Tom Cotton Bashes Obama’s Foreign Policy, Seeks Stronger Military
Tom Cotton, the outspoken Republican freshman senator from Arkansas, thinks that President Obama is too lenient in his actions to counteract terrorists and believes the U.S. needs a stronger military.
“Barack Obama has a tendency to give them a hand and help them up off the mat. Which is what I learned to do playing basketball in Dardanelle, Arkansas… But in the army and in combat I learned that when your opponent is on his knees you drive him into the mat and choke him out,” Cotton said at a Hudson Institute event in Washington D.C. on Wednesday.
Cotton, a former army veteran who served two combat tours, said that the current administration’s priorities are out-of-place and that in order to protect America’s interests, the military needs increased funding.
The senator said that global order needs to be one of America’s highest priorities.
According to Cotton, the war on terror, has not improved under the Obama administration, but has gotten significantly worse in the last six years.
“When the statistics come out, 2014 will be the worst year ever for global terrorism,” said Cotton.
He explained that the world left by itself does not promote perpetual peace, but leads to disorder and chaos.
“The first thing we have to do is have a strong military,” said Cotton.

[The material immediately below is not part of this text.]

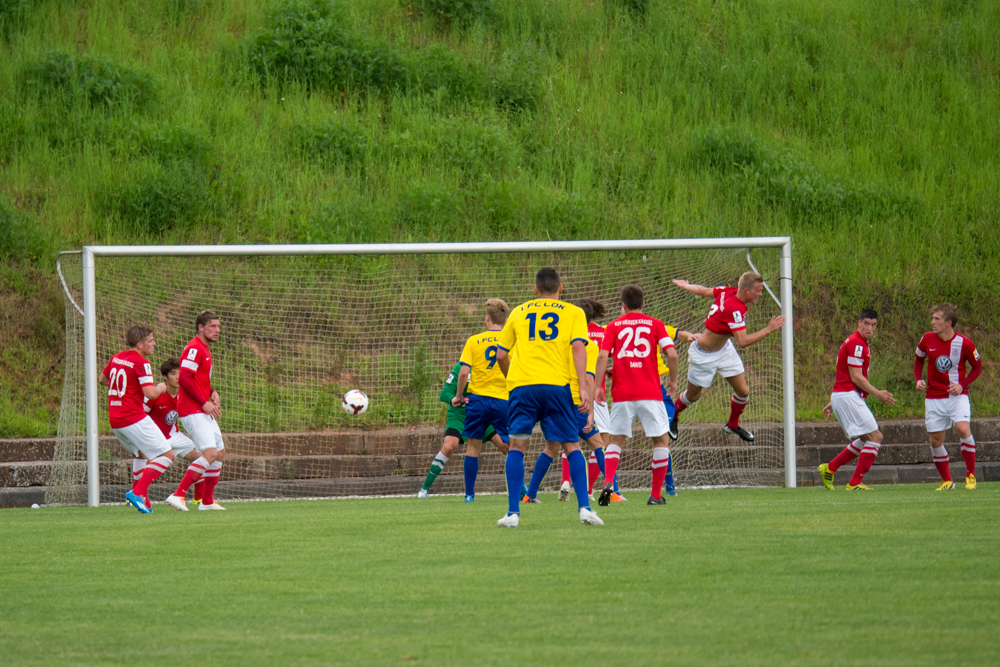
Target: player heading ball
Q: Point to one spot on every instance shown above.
(713, 352)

The U.S military needs to be “by far the strongest in the world so that no one would ever think to challenge us.”
Cotton said that America needs to be globally present and, in order to do that, America needs to spend at least $611 billion on the military next year.

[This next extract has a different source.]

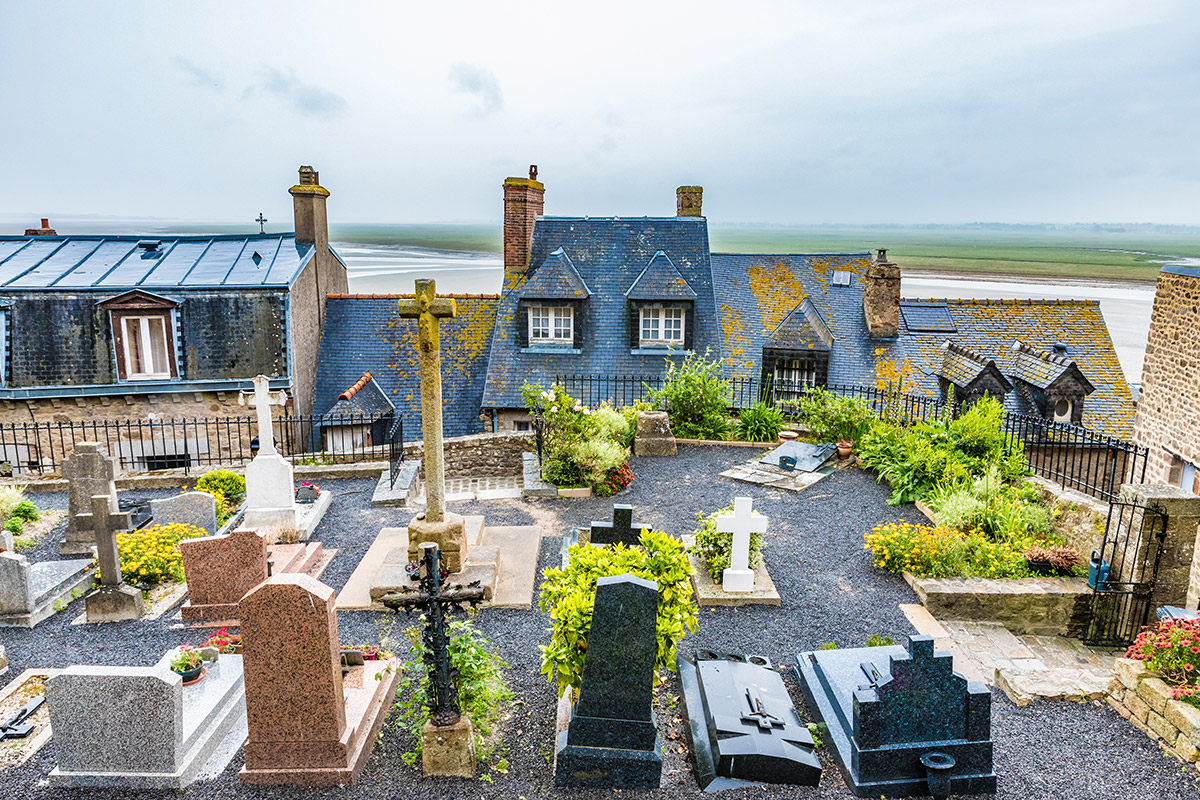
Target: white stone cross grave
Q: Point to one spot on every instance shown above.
(739, 577)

The Republican freshman said that this is not a question of affordability for our government, but a matter of America’s political leaders misappropriating priority to what is most important for the country.

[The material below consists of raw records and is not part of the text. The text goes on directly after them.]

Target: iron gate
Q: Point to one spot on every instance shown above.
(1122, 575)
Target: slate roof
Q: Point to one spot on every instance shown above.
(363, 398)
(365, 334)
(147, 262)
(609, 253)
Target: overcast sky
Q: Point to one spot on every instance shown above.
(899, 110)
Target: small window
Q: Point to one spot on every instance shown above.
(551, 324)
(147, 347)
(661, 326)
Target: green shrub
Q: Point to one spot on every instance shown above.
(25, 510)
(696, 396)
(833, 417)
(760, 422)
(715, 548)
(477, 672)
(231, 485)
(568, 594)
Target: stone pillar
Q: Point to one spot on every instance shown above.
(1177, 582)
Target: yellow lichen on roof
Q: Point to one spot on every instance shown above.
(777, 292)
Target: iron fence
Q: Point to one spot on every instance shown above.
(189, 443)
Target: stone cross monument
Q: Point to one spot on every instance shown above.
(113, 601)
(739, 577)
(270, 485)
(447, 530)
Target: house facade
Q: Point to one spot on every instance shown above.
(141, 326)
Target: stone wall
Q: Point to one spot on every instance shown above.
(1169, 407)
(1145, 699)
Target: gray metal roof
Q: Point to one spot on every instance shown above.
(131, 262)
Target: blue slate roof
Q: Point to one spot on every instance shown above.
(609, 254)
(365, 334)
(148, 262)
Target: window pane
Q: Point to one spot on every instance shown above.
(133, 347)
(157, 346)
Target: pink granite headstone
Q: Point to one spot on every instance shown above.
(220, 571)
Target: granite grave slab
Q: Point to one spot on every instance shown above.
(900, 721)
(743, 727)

“We have to show Islamic terrorists that we will not retreat and unfortunately I think our president has shown them the opposite of that,” he said.
Senator Cotton urged that his plans are not “outrageous” and need to be taken seriously if America wants to remain safe.
He explained that America can’t intervene in every local unrest that happens overseas, but emphasized that localized insurgencies have a tendency to grow into larger and often nationally affiliated groups. He highlighted the Islamic State as a key example of this.